The Minneapolis City Council allocated a total of $3.8 million toward emergency rental assistance earlier this year. The first $2 million became available late April. Renters must have a household income at or below 30% of the Area Median Income to be eligible and can qualify with a pre-eviction notice.

While community groups say direct aid from neighbors has slowed, larger philanthropic donations have ramped up in recent months, providing rent relief to some groups with fewer barriers to access.

Alibella Rodriguez said she just needs more time to pay her rent.

Rodriguez is a Minneapolis resident who stopped leaving her house in December, and said she still relies on community aid to make ends meet. Her husband stopped taking up painting jobs, leaving their household without income.

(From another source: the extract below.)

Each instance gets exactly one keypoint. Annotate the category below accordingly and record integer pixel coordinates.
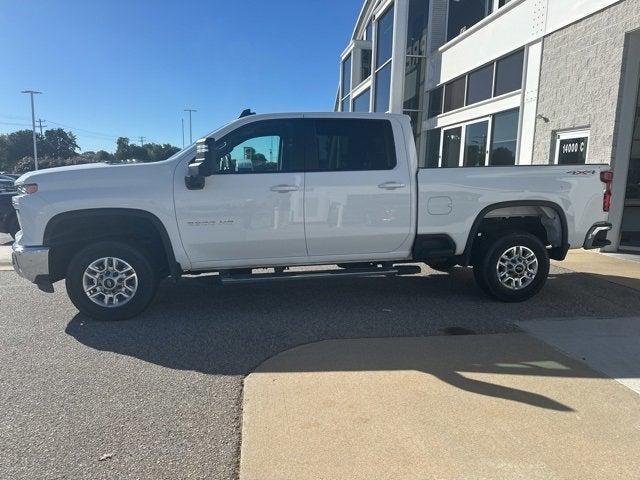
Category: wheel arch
(558, 252)
(57, 230)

About a month ago, Rodriguez finally started venturing out, but with extra precautions like asking other people for rides. With businesses shuttered, she said, there’s less work available.

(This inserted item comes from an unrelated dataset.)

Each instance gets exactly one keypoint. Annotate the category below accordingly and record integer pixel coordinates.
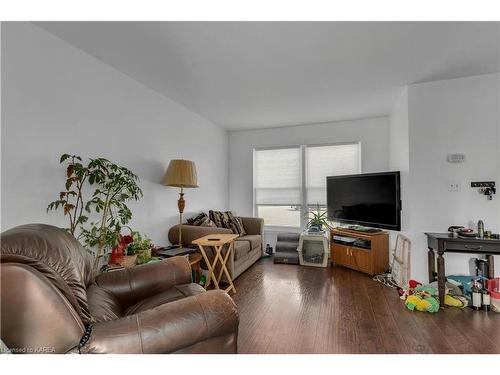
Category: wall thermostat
(485, 187)
(455, 158)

Rodriguez, who is also a tenant leader and member of Inquilinxs Unidxs por Justicia, a renter advocacy group, said she felt disillusioned by each veto of a longer pre-eviction notice period.

“I’m thinking about the kids,” said Rodriguez whose 12-year-old begged her and her husband to stay home during the surge. “Not just my own kids, but all the kids who went through this are traumatized from being through the occupation. And to think that they go from that to the risk of losing their homes is really frustrating.”